Маринов так раскашлялся, что долго не мог вымолвить ни слова. Потом, пряча глаза, сказал:

— Никаких… Только та записка, которую мы утром вынули из ящика. Где мы только не искали его! Все аптекоуправление поднято на ноги. Не могу понять, что означают слова: «Не хочу быть кастратом». Какая чушь! Никто и не собирается его кастрировать. Зачем мне сын-кастрат? Мой сын должен быть мужчиной и, когда я состарюсь, подарить мне внуков.

Я снова с трудом сдержал смех: истинный смысл записки станет ему ясен лишь после того, как он прочитает мемуары сына.

— А в деревне вы справлялись? — спросил я. — У его дедушки?

— Там его нет, — мгновенно, ни на миг не задумавшись, ответил Маринов. — Я звонил, узнавал.

— А у Черного Компьютера? — продолжал расспрашивать Романов.

Маринов испытующе посмотрел на нас, словно пытаясь разгадать, что кроется за нашими расспросами.

— Вы думаете, он у инженера Чернева? Нет, там его нет. Я проверял. Берлога… Известно вам, что такое Берлога? Мастерская Черного Компьютера… Так вот, Берлога заперта на два замка, и там темно и тихо, как в заброшенном туннеле. Обычно же там неимоверный шум, стеклянные стены светятся, Чернев играет на скрипке… Поверьте, товарищи, я продолжаю поиски… Но позвольте узнать, что привело вас сюда из самой столицы?

Мишо Маришки объяснил:

— Ваша супруга прислала нашему руководству жалобу на то, что мы не взяли вашего сына сниматься.

— И прекрасно! — воскликнул Маринов с совершенно неуместной радостью.

— То есть как «прекрасно»? — удивился Маришки.

— Я… я тоже считаю, что Энчо не создан для кино. Порвите эту жалобу, и дело с концом! А вашему руководству передайте, что мы взяли ее назад. Если хотите, можем удостоверить это письменно.

Лорелея вскочила и возмущенно закричала:

— То есть как «порвите»? Я не забираю своего заявления! Не забираю! Они обязаны ответить за свою вопиющую несправедливость по отношению к моему мальчику! Это из-за них, из-за них он убежал, из-за того, что они бесчеловечно погубили всю его артистическую карьеру!

— А тебе не кажется, что он убежал из-за тебя? — неожиданно взорвался Маринов, как человек, который долго сдерживал душивший его гнев. — Вы совершенно правы, товарищи, у Энчо нет актерских талантов. Он заикается, он неповоротлив, и уши у него торчат, как у молодого осла. Но зато у него незаурядный талант к другим вещам… куда более интересным и полезным… — Он улыбнулся, как улыбаются при мысли о чем-то очень приятном, и добавил: — Даже не просто талант! Талантище!

Жена смотрела на него с таким ужасом, словно он изрыгал лягушек и ядовитых змей.

— Бо-оже! Как это страшно, когда отец не верит в своего родного сына! — со слезами проговорила она.

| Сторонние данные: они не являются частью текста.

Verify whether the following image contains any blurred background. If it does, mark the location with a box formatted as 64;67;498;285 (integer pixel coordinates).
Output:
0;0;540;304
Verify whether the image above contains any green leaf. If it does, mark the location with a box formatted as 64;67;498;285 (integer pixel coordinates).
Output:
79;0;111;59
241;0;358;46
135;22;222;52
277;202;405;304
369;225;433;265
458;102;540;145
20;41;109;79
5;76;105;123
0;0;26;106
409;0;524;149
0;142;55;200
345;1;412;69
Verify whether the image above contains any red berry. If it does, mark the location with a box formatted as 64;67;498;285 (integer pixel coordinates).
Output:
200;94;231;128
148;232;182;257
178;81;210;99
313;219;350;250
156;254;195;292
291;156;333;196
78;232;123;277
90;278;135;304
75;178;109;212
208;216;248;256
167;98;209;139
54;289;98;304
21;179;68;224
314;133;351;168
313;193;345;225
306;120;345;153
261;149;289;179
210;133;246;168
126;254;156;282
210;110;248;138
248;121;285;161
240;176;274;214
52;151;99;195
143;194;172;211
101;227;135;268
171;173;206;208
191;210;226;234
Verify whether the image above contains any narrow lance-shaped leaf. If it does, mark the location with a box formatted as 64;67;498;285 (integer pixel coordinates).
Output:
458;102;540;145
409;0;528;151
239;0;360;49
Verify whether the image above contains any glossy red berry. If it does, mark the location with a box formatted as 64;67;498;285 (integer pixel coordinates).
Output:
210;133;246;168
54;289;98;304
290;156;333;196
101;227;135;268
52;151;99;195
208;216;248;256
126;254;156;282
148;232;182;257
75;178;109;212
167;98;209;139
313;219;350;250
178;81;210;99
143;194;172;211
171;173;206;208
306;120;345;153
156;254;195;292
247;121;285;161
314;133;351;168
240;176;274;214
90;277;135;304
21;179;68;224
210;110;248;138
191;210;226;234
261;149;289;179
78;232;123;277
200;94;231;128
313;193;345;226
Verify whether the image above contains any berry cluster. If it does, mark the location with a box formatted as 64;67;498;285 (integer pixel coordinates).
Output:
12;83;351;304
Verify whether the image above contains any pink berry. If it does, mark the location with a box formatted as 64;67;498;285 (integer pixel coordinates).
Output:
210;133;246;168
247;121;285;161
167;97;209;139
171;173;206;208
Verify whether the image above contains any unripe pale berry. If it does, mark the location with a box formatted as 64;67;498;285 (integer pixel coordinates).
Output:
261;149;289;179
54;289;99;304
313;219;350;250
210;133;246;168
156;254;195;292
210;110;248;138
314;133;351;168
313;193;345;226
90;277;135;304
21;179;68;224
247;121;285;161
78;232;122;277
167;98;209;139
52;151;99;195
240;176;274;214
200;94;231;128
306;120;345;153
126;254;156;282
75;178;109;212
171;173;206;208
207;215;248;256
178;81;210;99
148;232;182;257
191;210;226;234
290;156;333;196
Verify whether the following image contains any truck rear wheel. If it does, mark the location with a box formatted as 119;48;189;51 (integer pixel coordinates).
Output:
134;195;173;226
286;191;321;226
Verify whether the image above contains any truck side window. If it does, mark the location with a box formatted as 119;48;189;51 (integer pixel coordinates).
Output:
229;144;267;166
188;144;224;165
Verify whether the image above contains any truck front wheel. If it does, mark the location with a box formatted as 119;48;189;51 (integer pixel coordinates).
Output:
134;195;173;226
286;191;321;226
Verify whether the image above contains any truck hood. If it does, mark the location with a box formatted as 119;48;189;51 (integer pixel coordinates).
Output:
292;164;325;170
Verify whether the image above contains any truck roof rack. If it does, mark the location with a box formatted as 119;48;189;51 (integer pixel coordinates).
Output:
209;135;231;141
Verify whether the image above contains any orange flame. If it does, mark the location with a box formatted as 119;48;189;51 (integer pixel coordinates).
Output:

— Еще как верю! — горячо возразил он. — И никому не позволю сбивать его с толку разными безответственными поступками!

— Товарищ Маринова, Энчо и сам считает, что его призвание не кино, а совсем другое, — вступила в разговор Голубица Русалиева, которая опять машинально вынула из пакета шерсть и заработала спицами.

— А вы откуда знаете? — раздраженно спросила Лорелея.

— Знаем… — таинственно ответила та. — Он не актер, он изобретатель.

— Вот именно! — радостно воскликнул Маринов. — Вот именно! Спасибо, товарищ, вы очень точно сформулировали мою мысль.

Лорелея была безутешна:

— Вам легко говорить. Вы-то уж пристроились к кино, и плевать вам на остальных, хотя они страстно стремятся к киноискусству.

Михаил Маришки глубоко вздохнул, словно перед ним малое дитя, которому нужно растолковывать элементарные истины.

— Госпожа Маринова, — сказал он, — мне хотелось бы рассказать вам кое-что о себе… Крупном, как вы почему-то считаете, режиссере… Я тоже страстно стремился к киноискусству. Еще мальчишкой играл в школьном драмкружке, писал «пьесы», ставил драмы и трагедии. Окончив школу, поступил в Киноцентр подсобником, перетаскивал декорации, грузил ящики с реквизитом. Через год-два перешел в осветители, возился с кабелями, юпитерами. Еще через два года меня сделали помощником оператора, потом помрежем и, наконец, ассистентом режиссера. Сорок два месяца я был на этой не слишком благодарной должности, работал ассистентом у пяти режиссеров-постановщиков, поднаторел в профессии и лишь тогда поступил в Театральный институт, ни на день не переставая зарабатывать себе на хлеб… Поверьте, мне было нелегко, даже очень нелегко. И если я сейчас снимаю свой третий фильм, то это право завоевано трудом и потом… И точно такой же путь прошло и большинство моих коллег.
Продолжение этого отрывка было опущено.